Umberto Eco: E se Cristo fosse solo il soggetto di un grande racconto? Lettera al cardinale Martini (1997)
Enrico Peyretti ci ha segnalato queste pagine della “Lettera al cardinale Martini” di Umberto Eco prese dal libro di Umberto Eco, Cinque scritti morali, Bompiani 1997
Ma Lei dice che, senza l’esempio e la parola di Cristo ogni etica laica mancherebbe di una giustificazione di fondo che abbia una forza di convinzione ineludibile. Perché sottrarre al laico il diritto di avvalersi dell’esempio di Cristo che perdona? Cerchi, Carlo Maria Martini, per il bene della discussione e del confronto in cui crede, di accettare anche per un solo istantel’ipotesi che Dio non sia: che l’uomo appaia sulla terra per un errore del caso maldestro, consegnato alla sua condizione di mortale non solo ma condannato ad averne coscienza, e sia perciò imperfettissimo tra tutti gli animali (e mi consenta il tono leopardiano di questa ipotesi).
Quest’uomo, per trovare il coraggio di attendere la morte, diverrebbe necessariamente animale religioso, e aspirerebbe a costruire narrazioni capaci di fornirgli una spiegazione e un modello, una immagine esemplare. E tra le tante che riesce a immaginare – talune sfolgoranti, talune terribili, talune pateticamente consolatorie- pervenendo alla pienezza dei tempo ha un certo momento la forza, religiosa, morale e poetica, di concepire il modello del Cristo, dell’amore universale, del perdono ai nemici, della vita offerta in olocausto per la salvezza altrui. Se fossi un viaggiatore che proviene da lontane galassie e mi trovassi di fronte a una specie che ha saputo proporsi questo modello, ammirerei soggiogato tanta energia teogonia, e giudicherei questa specie miserabile e infame, che ha commesso tanti orrori, redenta per il solo fatto che è riuscita a desiderare e a credere che tutto ciò sia la verità.
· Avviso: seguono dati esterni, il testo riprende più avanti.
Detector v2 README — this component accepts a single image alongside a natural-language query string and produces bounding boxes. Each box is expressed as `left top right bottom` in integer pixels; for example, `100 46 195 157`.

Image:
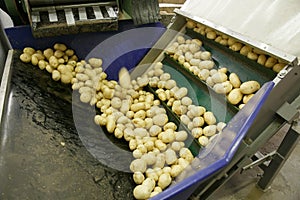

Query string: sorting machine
0 0 299 199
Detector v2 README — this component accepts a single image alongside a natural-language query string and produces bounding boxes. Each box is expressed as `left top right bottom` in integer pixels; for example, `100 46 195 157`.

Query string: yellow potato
32 52 45 60
243 94 254 104
206 31 217 40
219 39 228 46
214 36 222 43
61 73 73 84
43 48 54 60
31 55 39 66
38 60 47 70
49 56 59 68
240 46 252 56
240 81 260 94
65 49 74 57
265 57 277 68
272 63 286 73
186 20 196 29
229 73 241 88
229 43 243 51
20 53 31 63
23 47 35 55
227 38 237 46
257 54 267 66
54 50 65 58
227 88 243 105
52 70 61 81
239 104 245 109
54 43 67 51
213 81 233 94
211 72 227 83
247 51 258 60
203 111 216 125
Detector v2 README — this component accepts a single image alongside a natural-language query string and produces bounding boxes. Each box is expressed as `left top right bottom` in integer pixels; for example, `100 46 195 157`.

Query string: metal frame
138 13 300 199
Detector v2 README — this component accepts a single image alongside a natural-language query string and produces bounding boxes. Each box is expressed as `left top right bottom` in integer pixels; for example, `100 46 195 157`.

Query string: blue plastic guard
151 81 274 200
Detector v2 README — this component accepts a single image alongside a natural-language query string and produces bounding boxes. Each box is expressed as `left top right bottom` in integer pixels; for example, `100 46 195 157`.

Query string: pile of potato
20 44 227 199
20 43 79 84
185 19 287 73
166 35 262 109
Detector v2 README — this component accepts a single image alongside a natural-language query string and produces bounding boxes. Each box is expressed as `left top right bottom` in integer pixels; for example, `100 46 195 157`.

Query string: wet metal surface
0 51 134 200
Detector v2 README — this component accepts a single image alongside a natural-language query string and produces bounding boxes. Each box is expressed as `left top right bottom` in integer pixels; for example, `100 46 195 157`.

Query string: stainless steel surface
175 9 298 65
0 50 13 128
180 0 300 61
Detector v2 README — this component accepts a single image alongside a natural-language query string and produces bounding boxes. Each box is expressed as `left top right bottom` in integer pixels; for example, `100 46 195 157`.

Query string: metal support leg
257 121 300 190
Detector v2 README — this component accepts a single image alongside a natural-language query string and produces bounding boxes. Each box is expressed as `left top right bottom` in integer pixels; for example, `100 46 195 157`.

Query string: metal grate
29 2 119 37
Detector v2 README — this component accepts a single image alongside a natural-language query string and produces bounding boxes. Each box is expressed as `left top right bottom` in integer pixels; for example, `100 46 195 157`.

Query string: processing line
0 0 300 199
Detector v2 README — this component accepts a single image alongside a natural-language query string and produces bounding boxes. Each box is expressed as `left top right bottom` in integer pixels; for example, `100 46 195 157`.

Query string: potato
38 60 48 70
206 31 217 40
229 43 243 51
89 58 103 68
54 43 67 51
199 60 214 70
240 46 252 56
227 88 243 105
211 72 227 83
32 52 45 60
239 104 245 109
20 53 31 63
203 112 216 125
65 49 74 57
272 63 286 73
189 58 201 66
43 48 54 60
31 55 39 66
219 39 228 46
229 73 241 88
257 54 267 65
54 50 64 58
214 36 222 43
253 48 265 54
23 47 35 55
200 51 211 60
61 73 73 84
218 67 228 74
52 70 61 81
243 94 254 104
227 38 237 46
49 56 59 68
186 20 196 29
46 65 54 73
240 81 260 94
265 57 277 68
247 52 258 60
213 81 233 94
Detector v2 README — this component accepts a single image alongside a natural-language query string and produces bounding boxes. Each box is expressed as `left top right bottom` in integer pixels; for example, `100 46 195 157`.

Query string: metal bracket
241 151 276 173
276 99 300 123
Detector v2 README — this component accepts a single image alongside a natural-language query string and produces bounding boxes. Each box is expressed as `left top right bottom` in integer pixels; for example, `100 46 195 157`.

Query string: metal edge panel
0 50 13 129
174 9 298 66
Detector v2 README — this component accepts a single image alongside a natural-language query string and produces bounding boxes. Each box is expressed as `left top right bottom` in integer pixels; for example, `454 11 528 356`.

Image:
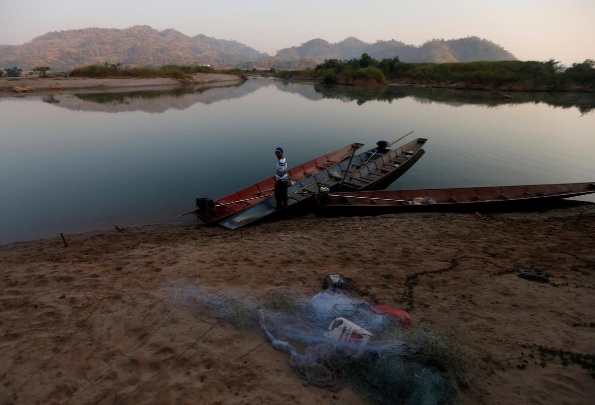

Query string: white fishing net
179 283 470 404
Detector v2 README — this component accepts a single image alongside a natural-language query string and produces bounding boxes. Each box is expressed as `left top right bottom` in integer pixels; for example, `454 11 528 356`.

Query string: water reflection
35 77 594 114
1 77 594 244
42 95 60 104
312 83 595 114
43 80 260 113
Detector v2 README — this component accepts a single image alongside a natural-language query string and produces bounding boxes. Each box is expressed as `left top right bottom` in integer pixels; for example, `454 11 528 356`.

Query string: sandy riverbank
1 204 594 404
0 73 244 96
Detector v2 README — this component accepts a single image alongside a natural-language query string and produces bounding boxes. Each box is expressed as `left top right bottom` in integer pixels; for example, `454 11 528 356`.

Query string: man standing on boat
274 147 288 209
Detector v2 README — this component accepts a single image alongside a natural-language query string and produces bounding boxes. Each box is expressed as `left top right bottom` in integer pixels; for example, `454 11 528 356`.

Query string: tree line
276 54 595 90
0 63 243 79
68 63 218 78
3 56 593 91
1 66 52 77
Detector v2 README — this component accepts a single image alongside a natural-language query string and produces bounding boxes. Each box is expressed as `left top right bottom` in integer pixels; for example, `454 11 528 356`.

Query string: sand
0 74 243 96
1 204 594 404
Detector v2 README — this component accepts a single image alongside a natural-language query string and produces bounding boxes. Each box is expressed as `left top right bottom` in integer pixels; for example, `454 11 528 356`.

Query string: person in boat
274 147 288 209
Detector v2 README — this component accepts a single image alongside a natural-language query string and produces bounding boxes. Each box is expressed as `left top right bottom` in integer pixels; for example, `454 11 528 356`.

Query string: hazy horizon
1 0 593 67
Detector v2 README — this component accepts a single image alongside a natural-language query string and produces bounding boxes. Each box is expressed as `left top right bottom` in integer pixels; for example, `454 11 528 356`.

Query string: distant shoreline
2 74 592 97
387 79 595 92
274 75 595 92
0 73 244 96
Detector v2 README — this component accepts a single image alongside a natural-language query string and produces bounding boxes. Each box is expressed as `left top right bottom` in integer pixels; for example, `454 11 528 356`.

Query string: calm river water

Abbandoni ora pure l’ipotesi e la lasci ad altri. ma ammetta che se Cristo fosse pur solo il soggetto di un grande racconto, il fatto che questo racconto abbia potuto essere immaginato e voluto da bipedi implumi che sanno solo di non sapere, sarebbe altrettanto miracoloso (miracolosamente misterioso) del fatto che il figlio di un Dio reale si sia veramente incarnato. Questo mistero naturale e terreno non cesserebbe di turbare e ingentilire il cuore di chi non crede.
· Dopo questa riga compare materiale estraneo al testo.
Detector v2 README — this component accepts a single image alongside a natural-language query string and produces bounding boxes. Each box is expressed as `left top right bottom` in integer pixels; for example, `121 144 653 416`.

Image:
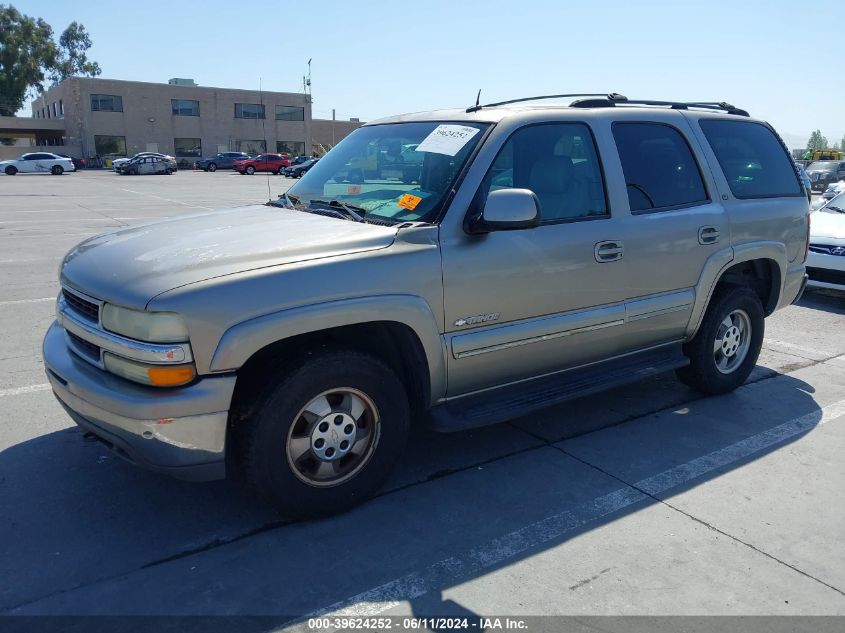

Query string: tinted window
174 138 202 157
613 123 708 212
234 103 265 119
275 105 304 121
171 99 200 116
90 94 123 112
485 123 608 221
700 120 802 198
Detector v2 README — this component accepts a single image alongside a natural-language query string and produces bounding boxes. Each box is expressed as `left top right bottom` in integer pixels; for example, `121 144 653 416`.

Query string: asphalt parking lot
1 170 844 625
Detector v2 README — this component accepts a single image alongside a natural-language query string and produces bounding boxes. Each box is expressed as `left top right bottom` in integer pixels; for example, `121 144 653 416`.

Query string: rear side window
699 120 802 199
612 122 708 213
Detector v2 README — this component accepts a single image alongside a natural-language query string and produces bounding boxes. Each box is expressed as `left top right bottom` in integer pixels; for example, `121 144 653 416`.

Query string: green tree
806 130 829 151
47 21 101 84
0 5 100 117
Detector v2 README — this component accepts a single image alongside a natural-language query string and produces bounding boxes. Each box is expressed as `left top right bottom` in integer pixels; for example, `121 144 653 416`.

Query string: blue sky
12 0 845 147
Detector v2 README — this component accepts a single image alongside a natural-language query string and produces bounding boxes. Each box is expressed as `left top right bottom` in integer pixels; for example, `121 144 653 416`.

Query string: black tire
5 166 17 176
208 163 217 172
51 165 63 175
245 165 256 175
676 285 764 395
232 351 410 519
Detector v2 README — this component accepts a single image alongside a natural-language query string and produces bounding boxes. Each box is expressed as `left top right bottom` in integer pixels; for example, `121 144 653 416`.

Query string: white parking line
764 338 832 359
0 297 54 306
0 383 51 398
299 397 845 623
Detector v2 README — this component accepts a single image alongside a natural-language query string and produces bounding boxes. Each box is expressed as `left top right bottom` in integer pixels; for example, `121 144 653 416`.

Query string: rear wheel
5 166 17 176
676 285 764 394
51 165 64 175
246 165 256 175
233 351 410 518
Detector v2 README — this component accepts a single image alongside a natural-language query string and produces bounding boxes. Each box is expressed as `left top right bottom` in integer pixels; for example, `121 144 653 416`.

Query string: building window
94 135 127 157
171 99 200 116
276 141 305 156
275 105 304 121
234 103 265 119
174 138 202 157
235 139 266 154
91 94 124 112
52 103 57 117
59 100 63 116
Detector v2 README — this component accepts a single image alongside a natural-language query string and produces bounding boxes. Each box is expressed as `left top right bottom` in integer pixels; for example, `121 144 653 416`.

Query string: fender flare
209 294 446 405
685 241 786 339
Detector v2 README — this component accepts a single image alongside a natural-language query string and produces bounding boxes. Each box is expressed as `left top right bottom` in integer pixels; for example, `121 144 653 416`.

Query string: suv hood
60 204 398 309
811 209 845 241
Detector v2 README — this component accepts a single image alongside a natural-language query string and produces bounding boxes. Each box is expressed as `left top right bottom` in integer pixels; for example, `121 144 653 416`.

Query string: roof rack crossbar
466 92 627 113
570 98 749 117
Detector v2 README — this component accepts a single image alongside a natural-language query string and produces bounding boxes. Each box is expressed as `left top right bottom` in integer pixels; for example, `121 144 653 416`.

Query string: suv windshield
287 121 488 223
807 161 838 171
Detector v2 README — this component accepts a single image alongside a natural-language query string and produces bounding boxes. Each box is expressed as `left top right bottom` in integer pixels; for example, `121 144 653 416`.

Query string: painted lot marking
0 383 51 398
0 297 54 306
764 338 833 359
298 397 845 623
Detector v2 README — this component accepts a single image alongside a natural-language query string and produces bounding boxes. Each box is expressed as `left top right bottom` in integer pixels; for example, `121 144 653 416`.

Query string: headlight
102 304 189 343
103 352 196 387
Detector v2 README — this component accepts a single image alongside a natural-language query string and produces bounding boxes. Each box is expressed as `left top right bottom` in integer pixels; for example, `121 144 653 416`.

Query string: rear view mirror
472 189 540 233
Per questo ritengo che sui punti fondamentali, un’etica naturale – rispettata nella profonda religiosità che la anima – possa incontrassi coi principi di un’etica fondata sulla fede nella trascendenza, la quale non può non riconoscere che i principi naturali sono stati scolpiti nel nostro cuore in base a un programma di salvezza. Se rimangono, come certo rimarranno, dei margini non sovrapponibili, non diversamente accade nell’incontro tra religioni diverse. E nei conflitti di fede dovranno prevalere la carità e la prudenza.